Danke für dein Feedback, dafür lohnt sich die Mühe für das Erstellen auf jedenfall .


----------



## Combi (10. Juli 2013)

also,ne maus die fast nix kann und für meine verhältnisse billig aussieht..dafür 60 euro?!
ne danke.
dann lieber ne razer(igitt) oder roccat,logitech,aber nicht die.für 30 euro wärs ok.aber feste dpi,musste mehr ingame schrauben und im win-menue,bis es richtig hinhaut.


----------



## Gast1668381003 (10. Juli 2013)

Klasse Review 

Die Maus selber gefällt mir aus folgenden Gründen nicht:

- die Seitentasten sind mir zu weit unten angeordnet, so daß der Daumen wenig Platz hat
- die rechten Seitentasten stören mich permanent
- das straffe Mausrad würde mich dazu veranlassen, die FK sofort zurückzuschicken.
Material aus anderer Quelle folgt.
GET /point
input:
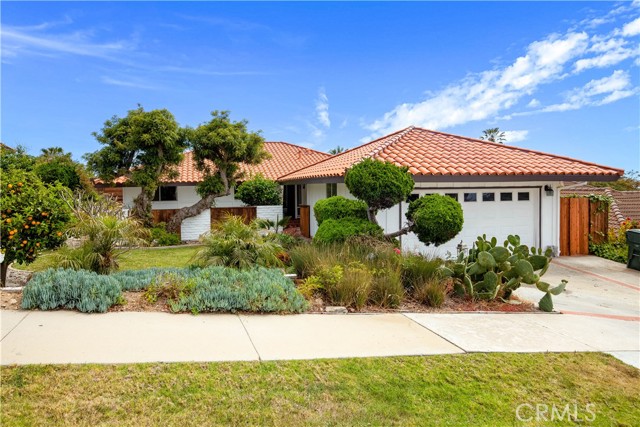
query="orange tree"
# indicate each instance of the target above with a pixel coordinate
(33, 217)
Und erst recht, weil es Gelb ist...
- sehr hoher Preis trotz sehr "übersichtlichem" Materialaufwand
- die Linse sorgt zwar für eine niedrige lod, aber auch dafür, das bei der Zowie lediglich 2.300 cpi (eigentlich 1.800 cpi beim Avago 3090) der einzig native Schitt ist



> ...aber feste dpi,musste mehr ingame schrauben und im win-menue,bis es richtig hinhaut.


1. Ein fester, nativer cpi-Schritt ist irgendeinem interpoliertem cpi-Wert vorzuziehen.
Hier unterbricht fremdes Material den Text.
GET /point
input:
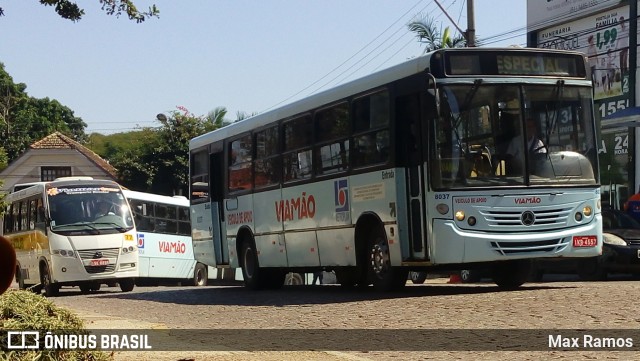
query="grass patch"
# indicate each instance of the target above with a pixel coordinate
(26, 311)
2. Die Windows-Sense stellt man idealerweise auf 6/11 oder niedriger, aber niemals höher, weil sonst die Abtastung massiv darunter leiden würde. 

3. wodrin liegt das Problem, einen festen, nativen cpi-Schritt einzustellen und anschließend Ingame die passende Sense mit dem Schieberegler auszuwählen ? Denn SO sollte es üblicherweise gemacht werden.


----------



## Löschzwerg (10. Juli 2013)

Nightlight schrieb:


> - das straffe Mausrad würde mich dazu veranlassen, die FK sofort zurückzuschicken.


 
Ehrlich? Also ich sehe es als Vorteil, gerade im Hinblick auf Gaming. Mich stört da schon eher das geringe Gewicht der Maus ^^

@Badt: Klasse Review. Den Punkt mit dem Mausrad würde ich fast Neutral bewerten, denn wie du schon selbst im Text schreibst, es ist vorrangig eine Gaming Maus und eben keine Office Maus


----------



## Badt (10. Juli 2013)

@ Combi:
eigentlich kann die Mouse sehr viel. Gerade was den verbauten Sensor und die verbauten Switches angeht. Dazu kommt noch ein optisches Mouserad und kein nerviger Treiber bzw. Software.
Aber ich muss ganz ehrlich zugeben, ich war am Anfang auch sehr skeptisch, da ich nun jahrelang eine Deathadder genutzt habe.
Die festen CPI haben den Vorteil, dass die Abtastung genauer ist als bei einem interpolierten Wert.

@Nightlight
Danke für dein Feedback.

Bzgl. deiner Kritik an der Zowie FK:

Bis jetzt hatte ich noch keine Probleme mit meinem Daumen und den  Seitentasten ^^. Und die Mouse hab ich dabei täglich im Einsatz. Auch  die rechten Tasten fallen dir nach einer Zeit garnicht mehr auf. Ich  muss heute abend mal schauen ob man diese überhaupt berührt...jedenfalls  hab ich sie bis jetzt noch nicht als strörend empfunden.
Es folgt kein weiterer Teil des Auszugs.